This time of the year property owners receive their annual “Notice of Property Valuation and Tax Changes” in the mail. Unfortunately, these notices can be unclear and difficult to understand, and in some cases even leave those with strong math skills scratching their heads. The notices differ depending on the county issuing them and sometimes have very different formats and layouts.

The staff at the Utah State Tax Commission Property Tax Division have done an outstanding job over the years to get counties to adhere to the same standards and formats. Over time, that has had an excellent effect on making the notices more clear, uniform, and understandable. However, there is still a lot of work to be done.

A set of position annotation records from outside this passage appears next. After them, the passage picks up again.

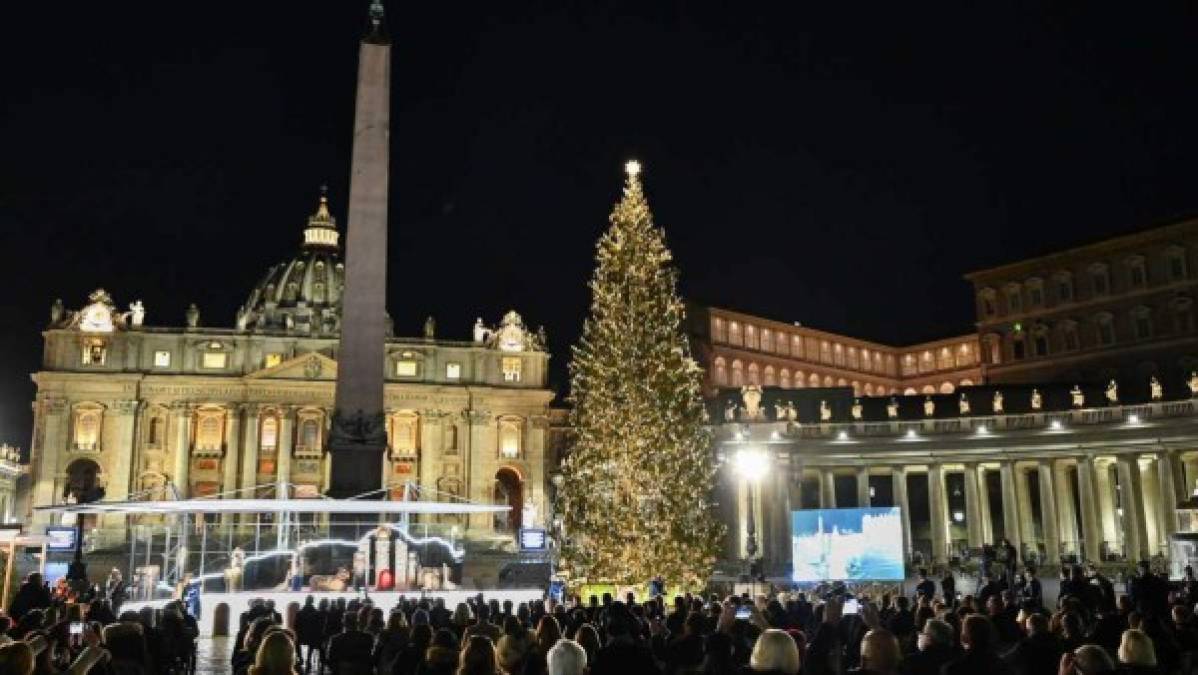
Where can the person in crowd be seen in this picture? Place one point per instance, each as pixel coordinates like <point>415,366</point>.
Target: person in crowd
<point>32,595</point>
<point>1136,654</point>
<point>391,642</point>
<point>775,654</point>
<point>936,648</point>
<point>483,625</point>
<point>1087,660</point>
<point>349,652</point>
<point>979,642</point>
<point>879,654</point>
<point>276,656</point>
<point>478,657</point>
<point>441,657</point>
<point>925,586</point>
<point>1039,651</point>
<point>567,657</point>
<point>411,656</point>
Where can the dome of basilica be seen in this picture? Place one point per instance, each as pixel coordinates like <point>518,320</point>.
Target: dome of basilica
<point>303,294</point>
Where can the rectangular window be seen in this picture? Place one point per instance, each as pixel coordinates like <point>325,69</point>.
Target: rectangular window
<point>1106,333</point>
<point>1137,276</point>
<point>1177,267</point>
<point>510,366</point>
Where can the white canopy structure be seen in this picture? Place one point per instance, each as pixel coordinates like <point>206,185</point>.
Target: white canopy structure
<point>332,506</point>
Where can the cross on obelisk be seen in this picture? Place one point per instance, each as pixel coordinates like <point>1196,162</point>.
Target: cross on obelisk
<point>358,434</point>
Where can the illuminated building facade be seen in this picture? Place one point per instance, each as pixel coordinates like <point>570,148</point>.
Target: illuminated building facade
<point>144,410</point>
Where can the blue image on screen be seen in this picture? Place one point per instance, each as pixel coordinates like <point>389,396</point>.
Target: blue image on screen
<point>858,544</point>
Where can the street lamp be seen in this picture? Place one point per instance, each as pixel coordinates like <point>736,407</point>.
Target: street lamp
<point>751,464</point>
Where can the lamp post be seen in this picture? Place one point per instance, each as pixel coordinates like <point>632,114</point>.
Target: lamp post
<point>751,464</point>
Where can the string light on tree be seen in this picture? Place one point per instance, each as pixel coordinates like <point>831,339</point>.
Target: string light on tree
<point>636,484</point>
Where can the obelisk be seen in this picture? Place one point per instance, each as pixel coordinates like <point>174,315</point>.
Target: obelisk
<point>358,435</point>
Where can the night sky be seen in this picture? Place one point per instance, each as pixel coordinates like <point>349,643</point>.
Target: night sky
<point>841,166</point>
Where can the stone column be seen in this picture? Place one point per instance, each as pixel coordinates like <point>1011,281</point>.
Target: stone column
<point>899,481</point>
<point>987,524</point>
<point>1027,517</point>
<point>47,456</point>
<point>1168,501</point>
<point>1091,524</point>
<point>1048,518</point>
<point>231,459</point>
<point>1131,501</point>
<point>973,507</point>
<point>249,457</point>
<point>285,446</point>
<point>827,488</point>
<point>1103,486</point>
<point>1066,516</point>
<point>1010,505</point>
<point>182,480</point>
<point>863,486</point>
<point>938,512</point>
<point>1153,500</point>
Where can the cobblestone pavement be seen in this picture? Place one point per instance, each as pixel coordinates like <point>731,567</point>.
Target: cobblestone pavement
<point>212,657</point>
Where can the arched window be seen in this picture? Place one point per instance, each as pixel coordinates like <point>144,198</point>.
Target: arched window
<point>404,434</point>
<point>309,434</point>
<point>88,428</point>
<point>509,438</point>
<point>155,434</point>
<point>270,435</point>
<point>210,431</point>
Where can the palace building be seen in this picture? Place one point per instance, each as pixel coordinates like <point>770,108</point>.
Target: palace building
<point>150,411</point>
<point>1066,425</point>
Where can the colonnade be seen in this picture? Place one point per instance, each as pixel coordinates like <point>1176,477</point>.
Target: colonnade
<point>1091,506</point>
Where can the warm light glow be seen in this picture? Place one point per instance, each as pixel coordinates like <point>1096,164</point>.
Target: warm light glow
<point>751,464</point>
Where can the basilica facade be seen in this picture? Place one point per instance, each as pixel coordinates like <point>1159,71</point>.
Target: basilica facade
<point>149,411</point>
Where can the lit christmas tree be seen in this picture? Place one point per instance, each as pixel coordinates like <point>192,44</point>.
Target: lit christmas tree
<point>636,490</point>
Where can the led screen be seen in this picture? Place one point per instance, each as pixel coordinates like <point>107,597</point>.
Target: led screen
<point>847,544</point>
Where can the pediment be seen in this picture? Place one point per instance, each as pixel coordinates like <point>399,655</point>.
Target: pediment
<point>310,366</point>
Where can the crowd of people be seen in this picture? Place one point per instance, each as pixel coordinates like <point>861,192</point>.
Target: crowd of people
<point>1002,628</point>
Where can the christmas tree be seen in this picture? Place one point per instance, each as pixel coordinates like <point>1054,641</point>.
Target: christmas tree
<point>636,490</point>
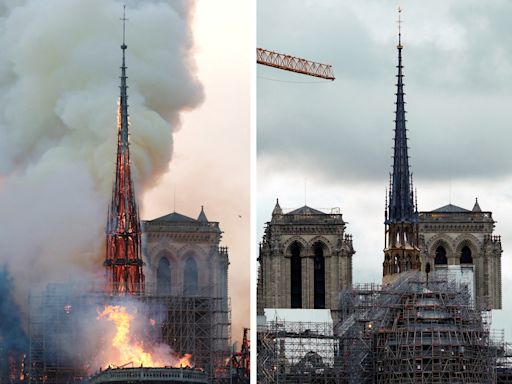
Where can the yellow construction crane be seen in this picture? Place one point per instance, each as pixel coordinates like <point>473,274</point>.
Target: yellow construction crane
<point>294,64</point>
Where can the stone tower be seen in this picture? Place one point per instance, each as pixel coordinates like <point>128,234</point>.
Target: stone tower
<point>183,257</point>
<point>305,259</point>
<point>401,252</point>
<point>123,260</point>
<point>462,244</point>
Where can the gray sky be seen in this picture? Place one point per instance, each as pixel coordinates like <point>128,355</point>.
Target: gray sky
<point>335,138</point>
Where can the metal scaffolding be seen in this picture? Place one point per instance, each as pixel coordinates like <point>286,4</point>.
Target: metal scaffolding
<point>197,325</point>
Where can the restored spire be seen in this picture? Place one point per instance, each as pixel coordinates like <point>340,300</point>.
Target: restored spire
<point>123,260</point>
<point>401,196</point>
<point>401,252</point>
<point>202,216</point>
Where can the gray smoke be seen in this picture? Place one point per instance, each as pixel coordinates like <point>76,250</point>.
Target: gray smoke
<point>59,78</point>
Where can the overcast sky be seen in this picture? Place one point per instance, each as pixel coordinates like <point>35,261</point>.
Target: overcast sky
<point>330,143</point>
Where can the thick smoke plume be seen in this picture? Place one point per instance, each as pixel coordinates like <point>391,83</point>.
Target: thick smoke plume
<point>59,78</point>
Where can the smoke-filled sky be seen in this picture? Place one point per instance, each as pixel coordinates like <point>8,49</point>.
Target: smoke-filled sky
<point>334,139</point>
<point>59,78</point>
<point>210,164</point>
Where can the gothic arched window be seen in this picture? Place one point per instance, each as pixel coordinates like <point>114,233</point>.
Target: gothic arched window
<point>296,277</point>
<point>440,256</point>
<point>163,277</point>
<point>190,277</point>
<point>465,256</point>
<point>319,276</point>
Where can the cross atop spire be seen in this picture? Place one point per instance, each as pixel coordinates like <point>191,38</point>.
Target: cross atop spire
<point>401,196</point>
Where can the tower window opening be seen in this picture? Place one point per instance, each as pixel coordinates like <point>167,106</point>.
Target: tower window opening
<point>296,277</point>
<point>465,256</point>
<point>440,256</point>
<point>319,277</point>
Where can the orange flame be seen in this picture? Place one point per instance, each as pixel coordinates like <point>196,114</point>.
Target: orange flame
<point>127,349</point>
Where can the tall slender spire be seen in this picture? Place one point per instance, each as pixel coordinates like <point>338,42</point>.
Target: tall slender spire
<point>123,260</point>
<point>401,195</point>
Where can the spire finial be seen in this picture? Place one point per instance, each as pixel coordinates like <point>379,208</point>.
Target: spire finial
<point>399,21</point>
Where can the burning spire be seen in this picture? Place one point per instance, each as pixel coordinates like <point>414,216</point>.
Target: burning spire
<point>123,261</point>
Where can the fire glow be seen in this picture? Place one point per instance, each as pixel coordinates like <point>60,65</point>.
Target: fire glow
<point>126,348</point>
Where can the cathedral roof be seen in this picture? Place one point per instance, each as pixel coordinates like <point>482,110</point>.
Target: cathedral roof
<point>305,210</point>
<point>450,208</point>
<point>175,217</point>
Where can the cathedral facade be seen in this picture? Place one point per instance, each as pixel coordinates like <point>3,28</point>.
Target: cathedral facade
<point>305,260</point>
<point>462,243</point>
<point>183,257</point>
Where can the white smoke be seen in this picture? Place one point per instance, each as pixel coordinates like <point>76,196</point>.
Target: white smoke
<point>59,79</point>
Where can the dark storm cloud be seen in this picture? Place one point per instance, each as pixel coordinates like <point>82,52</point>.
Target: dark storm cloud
<point>458,68</point>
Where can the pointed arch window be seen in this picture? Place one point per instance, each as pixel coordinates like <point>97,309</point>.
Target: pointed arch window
<point>295,277</point>
<point>319,276</point>
<point>465,255</point>
<point>440,256</point>
<point>190,285</point>
<point>163,277</point>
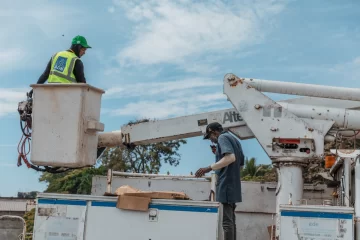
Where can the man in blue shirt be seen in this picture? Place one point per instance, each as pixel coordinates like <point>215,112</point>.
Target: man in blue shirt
<point>229,159</point>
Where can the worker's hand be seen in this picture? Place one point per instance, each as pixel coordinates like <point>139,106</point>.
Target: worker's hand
<point>202,171</point>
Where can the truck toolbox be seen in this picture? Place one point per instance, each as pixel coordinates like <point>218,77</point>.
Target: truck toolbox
<point>75,217</point>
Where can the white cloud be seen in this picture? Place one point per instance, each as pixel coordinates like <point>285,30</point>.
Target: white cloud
<point>8,165</point>
<point>160,88</point>
<point>349,72</point>
<point>167,99</point>
<point>9,99</point>
<point>179,31</point>
<point>185,105</point>
<point>9,57</point>
<point>33,30</point>
<point>111,9</point>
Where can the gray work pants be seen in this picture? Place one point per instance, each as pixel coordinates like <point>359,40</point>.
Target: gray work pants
<point>229,224</point>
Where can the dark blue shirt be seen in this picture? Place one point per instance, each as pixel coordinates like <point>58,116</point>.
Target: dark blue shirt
<point>228,187</point>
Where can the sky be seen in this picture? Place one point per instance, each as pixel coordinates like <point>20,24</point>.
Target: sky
<point>162,59</point>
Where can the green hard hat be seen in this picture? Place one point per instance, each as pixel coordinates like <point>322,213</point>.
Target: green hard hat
<point>80,40</point>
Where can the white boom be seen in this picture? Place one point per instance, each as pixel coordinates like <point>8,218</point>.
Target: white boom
<point>290,134</point>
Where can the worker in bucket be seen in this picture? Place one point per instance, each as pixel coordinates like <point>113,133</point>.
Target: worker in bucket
<point>66,66</point>
<point>229,160</point>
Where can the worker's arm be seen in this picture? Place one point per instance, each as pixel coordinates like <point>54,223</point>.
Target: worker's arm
<point>79,71</point>
<point>42,79</point>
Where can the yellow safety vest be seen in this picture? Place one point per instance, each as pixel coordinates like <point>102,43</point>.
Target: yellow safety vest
<point>62,66</point>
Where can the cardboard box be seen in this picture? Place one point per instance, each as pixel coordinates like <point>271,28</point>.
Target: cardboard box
<point>159,195</point>
<point>133,203</point>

Your Taxpayers Association recently compared the notices of three different counties: Salt Lake, Utah and Washington. While all of them are formatted in a similar way with the property owner information and property information at the top half of the notice, there are significant differences in providing the information taxpayers need to hold county. 

For example, most notices remind taxpayers that there is a residential exemption of 45% that a homeowner gets on the value of their primary residence. For example, if your home’s market value was shown at $400,000, your “taxable value” would be $220,000 ($400,000 minus the 45% exemption). Salt Lake County’s notice as well as Washington County’s show the different market values and taxable values clearly. However, Utah County has no information about the taxable value of a home and only shows the market value. If a taxpayer takes the time to do the math on the taxes owed they would be confused as to why the numbers are so off. 

In addition, Utah county’s notice does not show any of the tax rates for the various taxing entities listed on the notice. Both Salt Lake and Washington counties on the other hand have the rates listed for each taxing entity which makes it easy to double check the math and understand how the numbers are arrived at. However, Washington county’s notice does not have the previous year tax rates, only the previous year tax amount. That is a key missing piece that Washington county needs to provide.

Although the details are important and should be displayed as openly as possible, most taxpayers main objective is to know the “bottom line” as to whether their property taxes are going up or not. Both Washington and Utah county have “total” column that clearly shows what the total change in tax would be for the property owner. However, Salt Lake County does not have a total change column and leaves it to the property owner to manually add up the various line items to arrive at what the total change could be. 

Overall, there is still a lot of work to be done in making these notices more easily understood and formatted so that taxpayers clearly know what is happening. Your Utah Taxpayers Association is working to make sure that happens.